In the cheesecake family, Basque Burnt Cheesecake is the “cool kid” who lives its life without conforming to labels and the status quo. It may have an edgy, gothic-ish wardrobe à la Wednesday Addams, but it is friendly, has a heart of gold, and relays an important message to the world: “never judge a book by its cover”.
There are a few elements that make Basque Burnt Cheesecakes unique:
- The top, which caves slightly in the middle, is actually over baked, hence the ‘burnt’ effect. When I first caught sight of this cheesecake online (pre-sliced), I thought it has a resemblance to baked camembert that is overdone.
- When you slice into it, you’ll be greeted with a stark contrast from an aerial view. The cake looks over baked on the outside, but it is absolutely perfect in the middle.
- Typically, there isn’t a base layer (although some bakers choose to add an additional layer), such as crushed graham crackers. A solo cheesecake ‘batter’ takes the stage and demonstrates its versatility.
Executing a perfect Basque Burnt Cheesecake is undoubtedly an art, as balancing between two contrasting elements in one cake is crucial to create this fabulous cheesecake.
Back in the comforts of home, I was so ready to unbox my cake and dive into it. I didn’t have to hop on-board a flight to visit La Viña in San Sebastian, Spain for a cheesecake fix! La Viña, one of San Sebastian’s most notable restaurants, placed the Basque Burnt Cheesecake on the foodie world stage – and now, I can enjoy something similar to that in the Lion City!

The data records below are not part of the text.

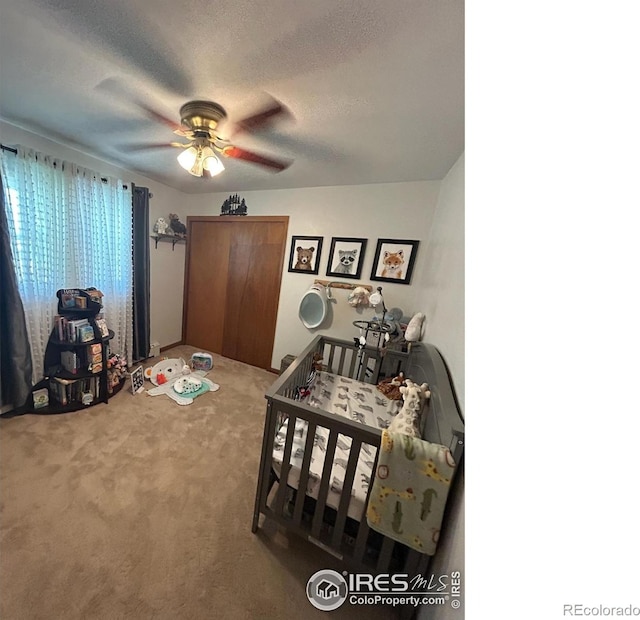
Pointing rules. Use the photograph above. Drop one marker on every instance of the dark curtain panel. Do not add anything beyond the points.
(141, 275)
(15, 354)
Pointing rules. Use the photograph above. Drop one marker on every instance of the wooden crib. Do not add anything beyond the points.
(335, 529)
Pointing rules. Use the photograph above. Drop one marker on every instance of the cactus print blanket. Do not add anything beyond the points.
(410, 489)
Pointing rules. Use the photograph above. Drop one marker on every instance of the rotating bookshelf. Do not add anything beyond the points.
(76, 375)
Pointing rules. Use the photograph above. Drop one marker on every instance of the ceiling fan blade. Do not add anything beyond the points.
(147, 146)
(260, 118)
(237, 153)
(155, 115)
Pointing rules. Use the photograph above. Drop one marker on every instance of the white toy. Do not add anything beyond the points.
(359, 297)
(406, 421)
(413, 333)
(174, 378)
(162, 227)
(166, 370)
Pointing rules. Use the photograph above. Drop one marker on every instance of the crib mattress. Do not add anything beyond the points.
(357, 401)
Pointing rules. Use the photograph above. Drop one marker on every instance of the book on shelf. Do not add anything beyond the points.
(70, 361)
(86, 333)
(40, 398)
(102, 326)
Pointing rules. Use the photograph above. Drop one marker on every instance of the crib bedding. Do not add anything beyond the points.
(354, 400)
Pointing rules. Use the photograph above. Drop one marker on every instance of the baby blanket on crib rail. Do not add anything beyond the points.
(410, 490)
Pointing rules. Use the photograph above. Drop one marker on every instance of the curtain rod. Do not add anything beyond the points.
(15, 152)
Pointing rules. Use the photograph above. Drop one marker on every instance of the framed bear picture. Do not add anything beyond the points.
(394, 260)
(304, 256)
(346, 257)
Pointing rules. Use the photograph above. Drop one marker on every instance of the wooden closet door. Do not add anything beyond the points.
(232, 285)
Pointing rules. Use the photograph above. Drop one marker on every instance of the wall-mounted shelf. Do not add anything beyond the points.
(344, 285)
(173, 238)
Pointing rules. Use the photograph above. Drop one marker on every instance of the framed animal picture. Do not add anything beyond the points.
(304, 256)
(346, 257)
(394, 260)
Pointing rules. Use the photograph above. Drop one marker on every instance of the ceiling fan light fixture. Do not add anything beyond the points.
(196, 159)
(188, 158)
(213, 165)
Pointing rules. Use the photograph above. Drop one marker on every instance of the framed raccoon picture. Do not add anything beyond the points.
(345, 257)
(394, 260)
(304, 256)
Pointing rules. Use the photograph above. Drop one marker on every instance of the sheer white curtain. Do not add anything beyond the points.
(69, 228)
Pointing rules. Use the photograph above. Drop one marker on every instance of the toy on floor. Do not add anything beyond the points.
(201, 361)
(175, 379)
(166, 370)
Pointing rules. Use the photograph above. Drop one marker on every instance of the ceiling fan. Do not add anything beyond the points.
(199, 121)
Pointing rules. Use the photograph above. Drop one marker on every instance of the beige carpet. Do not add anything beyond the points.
(142, 509)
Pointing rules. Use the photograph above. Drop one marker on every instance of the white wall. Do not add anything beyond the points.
(392, 210)
(441, 288)
(442, 294)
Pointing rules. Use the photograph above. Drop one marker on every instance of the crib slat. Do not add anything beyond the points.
(385, 554)
(343, 352)
(361, 539)
(332, 351)
(264, 476)
(304, 474)
(324, 485)
(286, 465)
(352, 366)
(345, 497)
(363, 528)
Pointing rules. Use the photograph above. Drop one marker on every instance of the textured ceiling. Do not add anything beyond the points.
(375, 88)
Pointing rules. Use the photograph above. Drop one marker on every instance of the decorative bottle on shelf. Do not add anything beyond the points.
(75, 361)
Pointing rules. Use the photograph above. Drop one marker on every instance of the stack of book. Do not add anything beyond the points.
(78, 330)
(87, 358)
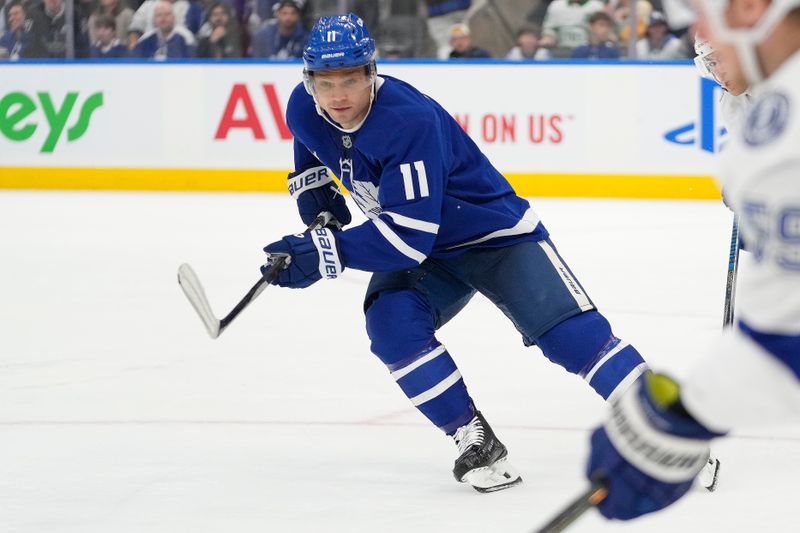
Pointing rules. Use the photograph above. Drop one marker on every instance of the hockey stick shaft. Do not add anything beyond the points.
(193, 289)
(733, 267)
(596, 493)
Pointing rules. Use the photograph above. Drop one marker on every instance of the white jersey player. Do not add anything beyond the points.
(656, 440)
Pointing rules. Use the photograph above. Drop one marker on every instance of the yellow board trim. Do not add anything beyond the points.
(237, 180)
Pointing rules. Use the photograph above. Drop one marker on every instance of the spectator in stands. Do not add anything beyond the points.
(116, 9)
(442, 15)
(264, 10)
(221, 38)
(187, 14)
(659, 43)
(19, 41)
(461, 44)
(107, 44)
(621, 15)
(47, 19)
(600, 45)
(403, 31)
(282, 38)
(566, 25)
(527, 47)
(167, 40)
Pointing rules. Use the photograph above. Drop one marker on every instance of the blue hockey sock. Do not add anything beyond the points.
(585, 345)
(401, 327)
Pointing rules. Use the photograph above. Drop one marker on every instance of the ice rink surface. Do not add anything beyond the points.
(118, 413)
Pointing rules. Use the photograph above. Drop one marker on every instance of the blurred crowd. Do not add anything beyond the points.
(277, 29)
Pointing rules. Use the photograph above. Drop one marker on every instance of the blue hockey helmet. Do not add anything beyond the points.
(339, 42)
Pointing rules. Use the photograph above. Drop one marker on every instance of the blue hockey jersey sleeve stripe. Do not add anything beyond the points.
(397, 242)
(412, 223)
(527, 224)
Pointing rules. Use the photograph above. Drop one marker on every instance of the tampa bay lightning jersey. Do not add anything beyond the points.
(425, 187)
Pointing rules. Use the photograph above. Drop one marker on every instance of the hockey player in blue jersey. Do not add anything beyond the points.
(442, 225)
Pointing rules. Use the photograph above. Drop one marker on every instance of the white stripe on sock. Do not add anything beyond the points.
(569, 281)
(605, 358)
(626, 383)
(433, 354)
(435, 391)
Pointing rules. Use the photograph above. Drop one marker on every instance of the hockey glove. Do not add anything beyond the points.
(309, 257)
(315, 192)
(649, 451)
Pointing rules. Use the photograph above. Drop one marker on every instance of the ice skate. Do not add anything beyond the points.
(483, 461)
(709, 475)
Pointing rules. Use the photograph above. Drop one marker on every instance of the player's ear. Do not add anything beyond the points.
(307, 81)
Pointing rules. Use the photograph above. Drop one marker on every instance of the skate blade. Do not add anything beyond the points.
(499, 476)
(709, 475)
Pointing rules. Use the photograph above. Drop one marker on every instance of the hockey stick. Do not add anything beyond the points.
(733, 267)
(193, 289)
(595, 494)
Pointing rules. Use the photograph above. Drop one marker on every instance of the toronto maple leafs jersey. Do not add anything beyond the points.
(425, 187)
(752, 375)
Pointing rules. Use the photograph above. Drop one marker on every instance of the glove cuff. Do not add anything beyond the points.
(330, 263)
(654, 439)
(308, 179)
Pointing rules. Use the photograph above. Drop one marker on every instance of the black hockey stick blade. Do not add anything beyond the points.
(193, 289)
(194, 292)
(730, 284)
(596, 493)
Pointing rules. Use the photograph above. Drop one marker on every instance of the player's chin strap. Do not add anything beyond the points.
(377, 83)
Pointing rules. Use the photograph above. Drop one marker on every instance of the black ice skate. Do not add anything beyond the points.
(483, 461)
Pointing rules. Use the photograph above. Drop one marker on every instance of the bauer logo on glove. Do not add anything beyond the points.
(309, 258)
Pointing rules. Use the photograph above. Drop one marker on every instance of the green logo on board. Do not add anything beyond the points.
(16, 123)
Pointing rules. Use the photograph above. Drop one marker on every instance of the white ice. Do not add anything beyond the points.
(118, 413)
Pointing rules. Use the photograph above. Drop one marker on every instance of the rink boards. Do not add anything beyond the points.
(554, 129)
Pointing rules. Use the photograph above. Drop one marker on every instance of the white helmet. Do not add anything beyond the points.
(746, 39)
(704, 58)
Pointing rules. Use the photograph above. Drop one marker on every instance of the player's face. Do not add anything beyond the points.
(343, 94)
(727, 67)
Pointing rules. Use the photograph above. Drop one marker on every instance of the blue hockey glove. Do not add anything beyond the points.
(309, 257)
(649, 451)
(315, 192)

Starbucks’ version of Basque Burnt Cheesecake incorporates green tea, which is pretty unique. Being a fan of Starbucks’ matcha frappe for the longest time (it’s my go-to order, regardless of the city I’m located in), I was excited to taste their green tea spin on this cheesecake.
The top is well and truly burnt, but not to the extent of being as hard as a rock and inedible. In a closer peek, it has a crater-like appearance. With that thought, an image of E.T. devouring a slice of chilled cheesecake crossed my mind. From its side, the cake resembles baked cheesecakes, but with a much bolder hue. The mid-section comprises of a blend of two cheesecake batters: green tea cheesecake and regular cheesecake. That’s a matcha made in cheesecake heaven!
From my very first forkful, I couldn’t identify major clues that pointed to burnt cake taste-wise. Slicing into the cake, I noticed that the top has the texture of a ‘crust’, while the middle section is exactly what I’d expect from regular cheesecake. The clue that points to the ‘burnt part’ comes alive through texture, as its not-too-crusty crust’s consistency weaves into a familiar creamy, smooth and dense touch. To my taste buds, the crust is pretty mild when it’s eaten with the cake’s middle part.
A more pronounced ‘burnt taste’ arose upon tasting the burnt layer on its own – it quite literally tastes like something that’s been sitting in the oven for a long time. As someone who avoids chomping on almost every burnt element if there’s ever partially-burnt food on a plate, I’m glad that the ‘burnt cake’ flavor doesn’t pop out as boldly when it’s combined with the mid-section.
The mid-section is similar to New York-style cheesecake. To me, the green tea-to-cheesecake ratio is balanced, as neither of the two co-stars overpower each other. My taste buds detected matcha’s (green tea’s) delicate presence, partnered with good old cheesecake’s flavor. It has been executed well, and I reckon it appeals to both matcha fans (like me!) and cake-lovers who aren’t very acquainted with matcha. The cheesecake isn’t too sweet either, which is perfect for my palate.
I’m elated to welcome the Basque Burnt Green Tea Cheesecake into the world of interesting cakes on the blog. It’s always great fun to taste different cakes, create memories and share the experiences along the way. I wonder what’s next!